Nevertheless, as have the other three states, Syria has also not hesitated to use the Kurds against the other three, Turkey especially. Indeed, for many years Syria gave the Kurdistan Workers Party (PKK) what might justifiably be called a strategic alliance. As early as 1979, Syria provided a haven for Abdullah Ocalan, the leader of the PKK. All through the 1980s and up to October 1998, the Syrians allowed the PKK to maintain military camps on their territory or territory that Syria controlled in Lebanon. The Mahsun (Mazlum) Korkmaz Military Academy in the Bekaa Valley was probably the most famous example. From Syrian territory, the PKK could also raid into Turkey and then retreat to a safehouse. (Over the years, Syria also provided considerable logistical aid to the two main Iraqi Kurdish parties, the Kurdistan Democratic Party KDP and the Patriotic Union of Kurdistan PUK, both as a tool against Iraq and as a way to play the Iraqi Kurds off against each other so that they could not form an independent state.)

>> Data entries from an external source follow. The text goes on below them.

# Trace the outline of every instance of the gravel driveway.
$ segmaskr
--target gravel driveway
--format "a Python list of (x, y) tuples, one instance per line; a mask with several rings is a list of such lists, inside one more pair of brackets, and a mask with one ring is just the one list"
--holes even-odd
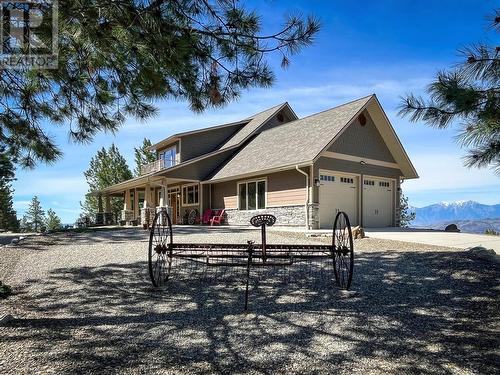
[[(179, 242), (259, 238), (247, 229), (176, 233)], [(299, 241), (329, 240), (268, 236)], [(498, 266), (464, 252), (358, 240), (356, 296), (340, 298), (326, 278), (285, 284), (254, 274), (245, 314), (240, 277), (174, 278), (154, 290), (146, 247), (137, 229), (18, 245), (16, 265), (0, 275), (17, 292), (0, 302), (0, 314), (15, 317), (0, 327), (0, 373), (499, 371)], [(8, 253), (0, 254), (6, 264)]]

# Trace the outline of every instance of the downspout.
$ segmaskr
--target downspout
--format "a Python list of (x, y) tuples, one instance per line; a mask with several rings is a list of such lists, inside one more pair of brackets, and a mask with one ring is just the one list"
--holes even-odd
[(306, 229), (309, 230), (309, 174), (300, 169), (298, 165), (295, 166), (295, 169), (306, 176)]

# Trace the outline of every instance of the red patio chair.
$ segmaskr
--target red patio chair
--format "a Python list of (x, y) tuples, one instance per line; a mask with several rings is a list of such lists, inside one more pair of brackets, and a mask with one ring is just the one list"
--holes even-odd
[(224, 212), (226, 212), (226, 210), (215, 211), (214, 216), (210, 219), (210, 226), (214, 224), (221, 225), (222, 220), (224, 220)]
[(212, 218), (213, 211), (210, 208), (203, 211), (203, 216), (201, 218), (202, 224), (210, 224), (210, 219)]

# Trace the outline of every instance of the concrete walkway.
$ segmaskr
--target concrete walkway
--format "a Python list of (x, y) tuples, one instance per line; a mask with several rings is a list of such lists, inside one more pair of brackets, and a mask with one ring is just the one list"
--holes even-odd
[(483, 246), (500, 254), (500, 236), (412, 228), (367, 228), (368, 237), (467, 249)]

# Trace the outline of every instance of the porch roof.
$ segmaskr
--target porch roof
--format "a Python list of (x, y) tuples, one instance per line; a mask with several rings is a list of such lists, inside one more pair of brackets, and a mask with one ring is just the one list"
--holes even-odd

There were many reasons for Syria's support for the PKK. Water was probably the main one, as Turkey controlled the flow of the Euphrates River into Syria. As Turkey's Guneydogu Anadolu Projesi (GAP), or Southeast Anatolia Project, of harnessing the rivers to the north neared completion, Syria used the PKK as a bargaining tool in an unsuccessful attempt to obtain a more favorable guaranteed annual water quota from Turkey. Smoldering animosities concerning the Turkish annexation of Hatay (Alexandretta) province in 1939 also led to the Syrian willingness to support the PKK. Some believe that the PKK kept the lid on Syria's Kurds in return for its Syrian bases. Whatever the reasons, a dialogue of the deaf occurred between Turkey and Syria over the situation for many years. With the collapse of Syria's Soviet mentor and because of Turkey's new strategic understanding with Israel, however, Turkey finally was able to force Syria to expel Ocalan in October 1998. This then led to Ocalan's capture in February 1999. Since then relations between Turkey and Syria have gradually improved.
After the fall of Saddam Hussein in 2003 and the rise of the Kurdistan Regional Government (KRG) in northern Iraq, the ethnic Kurdish position in Syria has begun to change. In March 2004, Kurdish rioting broke out at a football match in Qamishli. Renewed rioting occurred a year later in Aleppo following the killing of Maas-houq al-Haznawi, an outspoken Kurdish cleric critical of the regime. Within days of becoming the president of the KRG in June 2005, Massoud Barzani demanded that the Syrian Kurds be granted their rights peacefully. In October 2005, an emboldened domestic opposition consisting of numerous disparate groups issued a Declaration for Democratic National Change. Among many other points, this declaration called for a just democratic solution to the Kurdish issue in Syria, in a manner that guaranteed the complete equality of Syrian Kurdish citizens, with regard to nationality rights, culture, learning the national language, and other constitutional rights. Thus, by 2010, the Syrian Kurds were showing increased signs of national awareness due to the developments in the KRG but remained much less successful in implementing them than do their brethren in Iraq and Turkey.
Historical Dictionary of the Kurds. Michael M. Gunter.